Greetings and salutations from your coach and cheerleader, Bubbe. Today I'm going to be using a lot of W words: what, why, where, when--and ideally, "WIN"!
You may recall Bubbe's central philosophy, that this game involves a great deal of luck (about 70%)--but the flip side is that 30% is skill. "Luck favors the prepared mind": in order to maximize that 30 percent "skill," you have to prepare your mind. How? KNOW THE CARD. Don't be afraid of any one section, recognize as many of the hands as possible so that you can entertain all the options that are available to you. Think, plan, and execute.
A key part of planning is not only choosing a hand, but having a backup hand as well. Understand the various hands' relationships to one another so you can recognize other options if they start to appear. Extra jokers, Flowers or dragons, or pairs you never thought you could attain--any of them could create possible alternatives. Likewise, if people expose or discard tiles, preventing your access, you may no longer be able to make your original hand. You don't want to be stuck in a corner, gazing mournfully at your tiles when your hand goes dead, because you didn't have any better ideas. Know WHAT other hands you might play, and also WHEN to make the jump to plan B. Then begin implementing the new plan.
I reiterate:
Be prepared.
Know the card.
Identify at least one backup hand.
Know when and how to switch from one hand to another.
WHY is a backup plan essential?

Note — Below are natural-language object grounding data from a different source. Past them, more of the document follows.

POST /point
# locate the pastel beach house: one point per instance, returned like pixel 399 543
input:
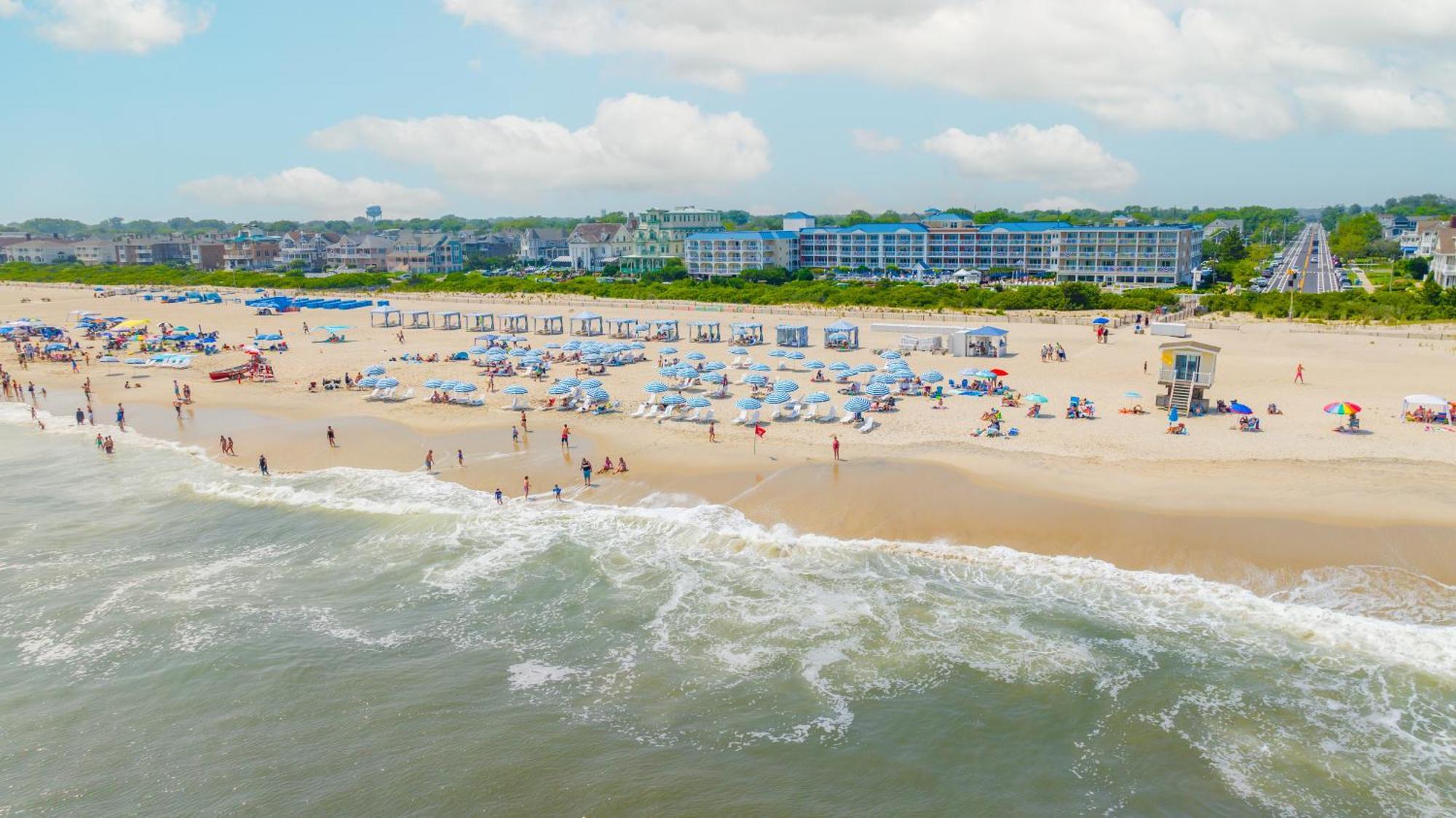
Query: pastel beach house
pixel 1186 375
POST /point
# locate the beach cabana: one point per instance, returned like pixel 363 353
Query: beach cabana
pixel 749 334
pixel 385 317
pixel 587 324
pixel 791 335
pixel 842 335
pixel 707 333
pixel 984 341
pixel 622 328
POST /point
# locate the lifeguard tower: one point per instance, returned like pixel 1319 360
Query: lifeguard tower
pixel 1186 373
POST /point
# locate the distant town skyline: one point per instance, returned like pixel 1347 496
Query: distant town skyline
pixel 497 108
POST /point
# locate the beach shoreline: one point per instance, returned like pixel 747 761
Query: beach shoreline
pixel 1125 496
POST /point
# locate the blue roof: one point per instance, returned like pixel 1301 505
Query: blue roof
pixel 895 228
pixel 746 235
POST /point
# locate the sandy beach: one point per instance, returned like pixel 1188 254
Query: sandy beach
pixel 1215 501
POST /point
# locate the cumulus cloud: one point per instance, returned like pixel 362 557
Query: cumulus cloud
pixel 1227 66
pixel 636 143
pixel 1058 203
pixel 1059 156
pixel 871 142
pixel 130 27
pixel 312 193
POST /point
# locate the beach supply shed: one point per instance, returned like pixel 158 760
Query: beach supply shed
pixel 622 328
pixel 748 334
pixel 587 324
pixel 707 333
pixel 1186 373
pixel 385 317
pixel 791 335
pixel 842 335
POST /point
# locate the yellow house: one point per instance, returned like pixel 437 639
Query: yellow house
pixel 1186 373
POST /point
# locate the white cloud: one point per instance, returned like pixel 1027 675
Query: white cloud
pixel 132 27
pixel 314 194
pixel 1227 66
pixel 1058 203
pixel 1059 156
pixel 636 143
pixel 873 142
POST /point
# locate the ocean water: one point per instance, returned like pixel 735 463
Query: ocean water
pixel 183 638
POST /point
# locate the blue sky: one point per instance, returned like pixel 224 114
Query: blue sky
pixel 272 110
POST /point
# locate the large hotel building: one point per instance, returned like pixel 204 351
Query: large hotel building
pixel 1163 255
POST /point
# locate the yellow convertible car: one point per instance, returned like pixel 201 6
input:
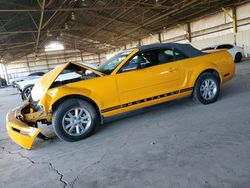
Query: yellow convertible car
pixel 75 98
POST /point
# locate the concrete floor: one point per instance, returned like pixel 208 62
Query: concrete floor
pixel 176 144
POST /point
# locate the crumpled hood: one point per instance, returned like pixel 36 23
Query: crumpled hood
pixel 44 83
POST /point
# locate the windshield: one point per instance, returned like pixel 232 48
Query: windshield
pixel 109 65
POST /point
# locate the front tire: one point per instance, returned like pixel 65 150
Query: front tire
pixel 207 88
pixel 74 120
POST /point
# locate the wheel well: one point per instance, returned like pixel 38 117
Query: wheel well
pixel 58 102
pixel 212 71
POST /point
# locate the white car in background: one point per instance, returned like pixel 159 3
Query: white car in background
pixel 31 76
pixel 236 51
pixel 26 86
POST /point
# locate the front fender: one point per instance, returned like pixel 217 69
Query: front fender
pixel 55 94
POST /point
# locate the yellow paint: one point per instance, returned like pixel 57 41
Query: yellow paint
pixel 117 89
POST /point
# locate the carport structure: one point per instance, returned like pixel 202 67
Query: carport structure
pixel 93 26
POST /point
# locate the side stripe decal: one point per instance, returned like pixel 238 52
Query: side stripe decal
pixel 147 99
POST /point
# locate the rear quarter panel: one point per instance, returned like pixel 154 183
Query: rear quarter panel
pixel 220 61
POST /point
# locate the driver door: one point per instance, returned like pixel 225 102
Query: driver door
pixel 142 77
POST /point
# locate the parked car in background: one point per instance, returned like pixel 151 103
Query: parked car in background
pixel 130 80
pixel 3 82
pixel 31 76
pixel 236 51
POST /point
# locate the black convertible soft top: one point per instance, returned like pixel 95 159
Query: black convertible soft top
pixel 186 49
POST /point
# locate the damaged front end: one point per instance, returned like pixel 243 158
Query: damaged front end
pixel 22 121
pixel 22 124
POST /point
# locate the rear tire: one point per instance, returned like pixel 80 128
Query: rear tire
pixel 207 88
pixel 74 120
pixel 238 57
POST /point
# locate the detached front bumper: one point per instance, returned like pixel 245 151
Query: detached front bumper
pixel 20 132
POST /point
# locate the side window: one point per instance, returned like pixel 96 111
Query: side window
pixel 179 56
pixel 166 56
pixel 134 63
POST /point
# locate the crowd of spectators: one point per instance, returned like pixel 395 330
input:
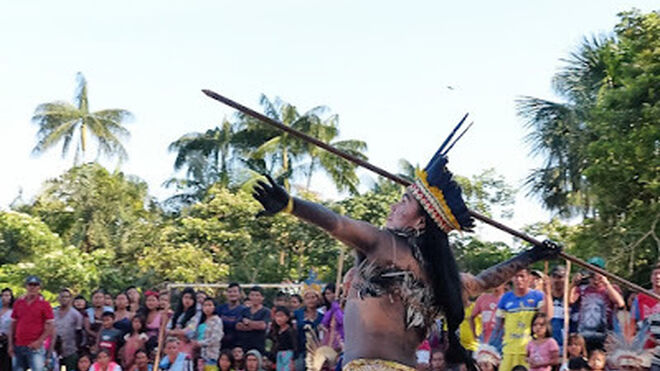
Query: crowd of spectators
pixel 195 332
pixel 521 326
pixel 518 326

If you've read my tournament summaries, you know I keep statistics about what I am dealt (how many jokers, how many Flowers), and what hand I think I am playing at the end of the Charleston. Then, when each game ends, I write down what I actually ended up playing; how many jokers and Flowers I have at the end of the game; what the winning hand was; and how many jokers were in it. I have consistently found that my hand CHANGED 50 percent of the time, from the Charleston to the end of the game--and the wins occurred more often in games where I switched my hand!
Using backup hands brings your game to another level. You'll WIN more, and even when you don't win, you won't be stuck on the sidelines when your original plan falls through.
Is Bubbe going to give you the backup plan for every hand on the card? No. I'm going to give you some essential thinking points and some examples, but my whole point in everything I do is for you to become your own Bubbe!!
I will start, today, with choosing backup hands, including WHERE they might be found.
Once again, you must KNOW THE CARD, every hand, every section. I didn't say memorize. I said "know": recognize, consider, understand. We all have our own learning styles. That's why I come up with all those goofy mnemonics and pattern nicknames, to think about the hands creatively. You might learn better forming hands in front of you on your rack, or playing against the bots for hours on end so that you see every kind of hand being played.
Why the whole card? Because sometimes you will switch within the same section, but often you may actually switch to a hand in a totally different section.
I've already written about how to switch from Y1 to W2. [Reminder: this is what my abbreviations mean] This illustrates an important lesson about the "WHERE" of backup hands: those two are far apart on the card, but that doesn't matter! Don't fixate on their "sections" so much as their components: in this famous example, both required Flowers and multiple kongs of dragons.
In identifying backup hands, you need to think outside the box, or rather, outside the immediate sections of the card. SP hands are really stripped down versions of other sections: this year's SP1 is very literally a Winds and Dragons hand, and SP6 is a 369 hand. SP2 is an Odd hand, SP5 is an Even hand. SP3 and SP4 are CR hands. Quints are (sometimes) "supersize" versions of other hands; Q2 is the most obvious example, but there are others.
I also want you to remember that even though they have their own section, Like Numbers are all over the place on the card. We see them in Y2 and Y3, E2, Q3, W4, and 3 #5. You could even say that hands like E4, CR6 and SP2 draw on Like Numbers, because of how they use pairs.
Consecutive numbers are also useful in developing backup hands. This ties into what I have said, in previous year summaries, about ambiguous exposures. On the 2022 card, an ambiguous exposure of 333 5555 could be part of CR5.2--but it might be O3a or O6a. Since two of those three are "pung, kong" hands, no one would be able to call your hand dead!
I will not provide you with a Rosetta Stone for deciphering every single option/combination of backup hand. I want to encourage you to find your own similarities among hands!